İşte buna kıyasen Risale-i Nur’da pekçok müvazenelerle ehl-i sefahet ve dalâlet, dünyada dahi bir mânevî Cehennem içinde azab çektiklerini ve ehl-i îmân ve salâhat, dünyada dahi bir mânevî Cennet içinde İslâmiyet ve insaniyet midesiyle ve îmânın tecelliyatiyle ve cilveleriyle mânevî Cennet lezzetleri tadabilirler, belki derece-i îmânlarına göre istifade edebilirler.
Fakat, bu fırtınalı zamanın, hissi iptal eden ve beşerin nazarını afâka dağıtan ve boğan cereyanlar iptal-i his nev’inden bir sersemlik vermiş ki, ehl-i dalâlet mânevî azabını muvakkaten tam hissedemiyor.
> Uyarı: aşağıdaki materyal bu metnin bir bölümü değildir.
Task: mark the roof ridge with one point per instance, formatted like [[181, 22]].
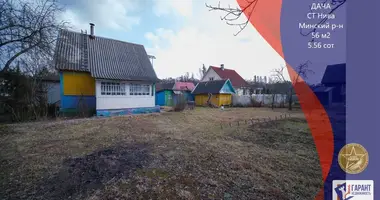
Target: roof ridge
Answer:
[[72, 31]]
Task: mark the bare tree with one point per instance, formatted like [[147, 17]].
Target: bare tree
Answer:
[[28, 25], [233, 15], [302, 71]]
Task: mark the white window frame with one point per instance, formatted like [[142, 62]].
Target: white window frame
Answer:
[[112, 89], [139, 90]]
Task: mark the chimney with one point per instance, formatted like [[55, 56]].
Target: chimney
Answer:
[[92, 35]]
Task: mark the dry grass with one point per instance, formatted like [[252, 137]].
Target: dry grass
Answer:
[[173, 155]]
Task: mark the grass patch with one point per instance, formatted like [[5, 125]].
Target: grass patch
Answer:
[[173, 155]]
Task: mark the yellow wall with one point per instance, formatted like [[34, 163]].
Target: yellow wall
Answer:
[[78, 83], [216, 99], [225, 99]]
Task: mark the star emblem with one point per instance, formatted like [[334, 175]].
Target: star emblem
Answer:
[[352, 158]]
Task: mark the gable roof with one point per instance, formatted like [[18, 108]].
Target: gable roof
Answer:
[[213, 87], [104, 58], [335, 74], [236, 80]]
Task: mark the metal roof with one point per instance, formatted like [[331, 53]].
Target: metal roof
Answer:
[[212, 87], [104, 58], [335, 74]]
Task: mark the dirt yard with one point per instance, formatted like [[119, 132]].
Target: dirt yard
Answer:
[[193, 154]]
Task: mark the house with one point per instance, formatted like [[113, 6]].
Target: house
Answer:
[[52, 87], [324, 94], [335, 77], [107, 76], [168, 93], [221, 73], [219, 92]]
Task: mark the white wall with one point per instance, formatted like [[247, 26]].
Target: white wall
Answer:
[[239, 91], [53, 92], [121, 102], [209, 74]]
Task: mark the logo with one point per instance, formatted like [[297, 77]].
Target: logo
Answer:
[[353, 158], [353, 189]]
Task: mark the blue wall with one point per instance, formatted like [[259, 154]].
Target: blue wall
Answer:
[[72, 102], [160, 98]]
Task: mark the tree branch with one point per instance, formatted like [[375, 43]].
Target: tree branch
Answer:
[[233, 14]]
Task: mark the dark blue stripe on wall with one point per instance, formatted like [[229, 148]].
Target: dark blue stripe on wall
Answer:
[[73, 101]]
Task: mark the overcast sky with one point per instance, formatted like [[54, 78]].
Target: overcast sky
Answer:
[[182, 34]]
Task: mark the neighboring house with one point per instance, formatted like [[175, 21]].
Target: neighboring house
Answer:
[[220, 91], [110, 76], [324, 94], [52, 87], [220, 73], [167, 93], [335, 77]]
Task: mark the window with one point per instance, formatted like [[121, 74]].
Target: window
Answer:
[[110, 88], [140, 90]]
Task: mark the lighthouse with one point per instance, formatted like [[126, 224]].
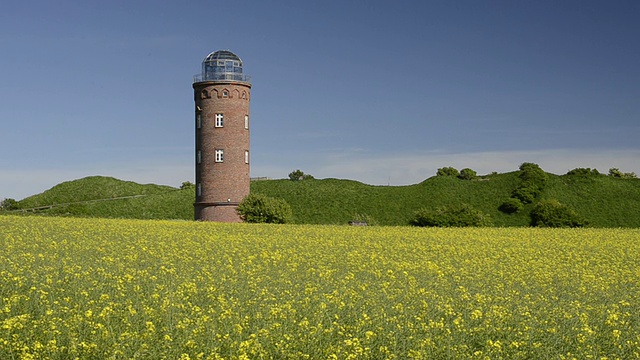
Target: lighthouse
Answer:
[[222, 93]]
Ehl-i hidayete dahi gaflet basıyor, hakikî lezzetini tam takdir edemiyor.
Bu Asırda İkinci Dehşetli Hal:
Eski zamanda küfrü mutlak ve fenden gelen dalâletler ve küfrü inadîden gelen temerrüd bu zamana nisbeten pek azdı. Onun için eski İslâm muhakkiklerinin dersleri, hüccetleri o zamanlarda tam kâfi olurdu. Küfrü meşkûkü çabuk izale ederlerdi.